The reference to a blind watchmaker in the title refers to the fact that natural selection can be said to play the role of a watchmaker in nature; it is called the blind watchmaker. The reference to a watchmaker refers back to a treatise written by William Paley back in 1802. Paley reasoned that a watch which has complex inner workings must therefore have had a designer. In other words, you can tell by looking at something that it had a designer.

I did notice, as some others have commented, that Dawkins has in this book resorted to great verbiage in order to prove various points - not that there is anything wrong with this approach. He does seem though to want to make sure the last nail is firmly hammered into the coffin, so to speak.

A few highlights:

In chapter three, he tries to prove the point of cumulative selection. He does this using computer programs he wrote to produced computer generated creatures showing how changes can over time produce more complex forms. I'm not sure how strong an argument this is considering how much more complex the development of life is than a computer program.

In chapter five, the discussion turns to DNA, RNA, the histone H4 gene, and the RNA-replicase experiment among other things.

In chapter seven, we learn about "co-adapted genotypes" and "arms races."

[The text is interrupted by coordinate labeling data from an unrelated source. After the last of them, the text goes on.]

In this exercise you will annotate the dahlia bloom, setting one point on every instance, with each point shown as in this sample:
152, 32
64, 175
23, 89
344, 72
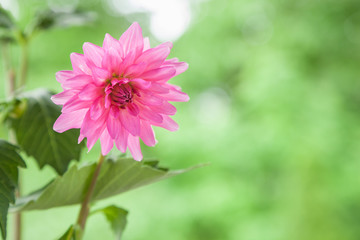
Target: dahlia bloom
117, 92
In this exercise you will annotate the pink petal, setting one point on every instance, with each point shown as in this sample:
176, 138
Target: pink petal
168, 124
63, 76
159, 74
75, 104
158, 88
154, 57
147, 134
106, 142
111, 60
128, 60
131, 123
134, 147
100, 75
79, 65
146, 43
92, 129
69, 120
140, 83
176, 96
133, 109
63, 97
113, 124
132, 39
135, 70
93, 53
97, 109
179, 66
77, 82
110, 42
90, 92
150, 116
165, 108
148, 99
122, 140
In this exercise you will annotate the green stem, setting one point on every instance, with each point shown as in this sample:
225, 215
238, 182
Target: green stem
9, 70
85, 206
11, 87
23, 63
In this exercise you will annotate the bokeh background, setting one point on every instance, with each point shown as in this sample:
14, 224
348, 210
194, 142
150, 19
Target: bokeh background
274, 109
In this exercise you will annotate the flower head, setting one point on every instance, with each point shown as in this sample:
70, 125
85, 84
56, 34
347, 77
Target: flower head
117, 92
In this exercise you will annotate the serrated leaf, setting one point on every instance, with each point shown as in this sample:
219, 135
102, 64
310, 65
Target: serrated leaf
69, 234
34, 132
10, 160
116, 217
5, 19
115, 177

In chapter nine, Dawkins devotes the entire chapter to discussing the theory of punctuated equilibrium stating flatly that the theory "lies firmly within the neo-Darwinian synthesis." In other words, it is a type of gradualist theory not in opposition to Darwin's ideas.

In chapter ten, he introduces "the one true tree of life" delving into various belief systems of taxonomists and cladists.

In chapter eleven, various "doomed rivals" to evolution are dissected. These include naturalists, selectionists, mutationism, Lamarckian evolution, something called molecular drive, and creationism (both instantaneous and guided evolution theories).

Dawkins asserts his final conclusion to the matter stating that adaptive complexity is a property of living things that is explicable only by Darwinian selection where chance is filtered cumulatively by selection, step by step.

To those interested in adding to their knowledge of the subject, this is one more book to add to your reading list.
Androwyn
This is a well written in depth book. It can be used as reference for genetics inquiries. It is not for casual fireside reading. I got lost several times, having to reread in order to grasp signifence. Not for the faint hearted!